Maggie Cassidy, Jack Kerouac
Earlier this year, I travelled to Lowell, MA. Jack Kerouac grew up there. There was a monument there that gave me the impression that Kerouac had set some of his stories in Pawtucketville, a thinly disguised Lowell. The monument made clear that Pawtucketville is the name of a neighborhood of Lowell. Then I read Maggie Cassidy, a story that's set in Lowell. And the story calls Lowell "Lowell" and Pawtucketville is obviously a neighborhood in Lowell. So I don't know whether I mis-read the monument or what.
Moby Dick, Herman Melville
I enjoyed reading Moby Dick. I think that this is partly because I felt free to skip over parts of it. The book begins with lots and lots of quotes from literature and the bible--the quotes mention whales and whaling. I decided that Melville couldn't possibly want me to read all of those quotes--most of them were pretty dull. I decided that he just wanted to make the point that whaling, for all of its proletarian nature, was still fit subject for literature. So I skimmed that part. I enjoyed reading Moby Dick. I think it helped that I had just learned a lot about whaling during my travels in the towns surrounding Boston. People will tell you that you don't need to know about whaling before you read Moby Dick, because it will explain everything that there is to know. I call bullsh*t on that. Moby Dick will pretend to explain whaling. Really, it just says a lot of lyrical nonsense which sounds pretty and demonstrates that Melville knew something about whaling. Do not think that you will learn about whaling from this book. In fact, I'd bet that this book is pretty irritating to people who read it without first knowing something about sailing or whaling. But I enjoyed reading Moby Dick.

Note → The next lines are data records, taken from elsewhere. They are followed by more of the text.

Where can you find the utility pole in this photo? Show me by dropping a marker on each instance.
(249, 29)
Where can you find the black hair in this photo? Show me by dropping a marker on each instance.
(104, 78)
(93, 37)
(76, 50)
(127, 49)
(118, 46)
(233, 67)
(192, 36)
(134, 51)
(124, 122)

My Year of Meats, Ruth Ozeki
If you took part of Modern Meat and turned it into a novel, and tossed in some information about American meat press relations (a hobby of mine (no, really)), this would be it. I would have enjoyed this novel more of I hadn't already read Modern Meat, and if I didn't spend so much time reading meat PR web sites. Ozeki's thunder was stolen.
Harry Potter vols. 1-3, J.K. Rowling
I read the first three Harry Potter books and they were okay. They had adventure and excitement and really wild things and candy, which were all very nice. There was an irritating thing about them--the protagonist is definitely someone special. I can imagine reading this as an impressionable youngster and thinking, It's okay if I never try to do anything exciting: my birth wasn't heralded by prophecy and lightning storms. This book made me want to hunt through used book stores in search of Five Children and It, an old book about a bunch of siblings who encounter some ancient Greek mythical creature called a Psammead. These children were quite ordinary, but they didn't let that prevent them from having magical adventures and being as cowardly or brave as the situation called for.
Longitude, Dava Sobel
This book has it all: celestial navigation, wooden ships, wooden clocks, biography of an obsessive inventor, that Maskelyn guy, treachery, and a discussion of time zones.
Little Gloomy, Landry Walker and Eric Jones
I feel a little nervous putting this comic book onto my list of fave reads--so far, only one issue has come out. It shows lots of potential. Young versions of your favorite movie monsters wander around and complain about their relationship problems. The only character who has his act together is a hairy guy named Larry. (He's hairy because he's a werewolf, but I identify with him anyhow.)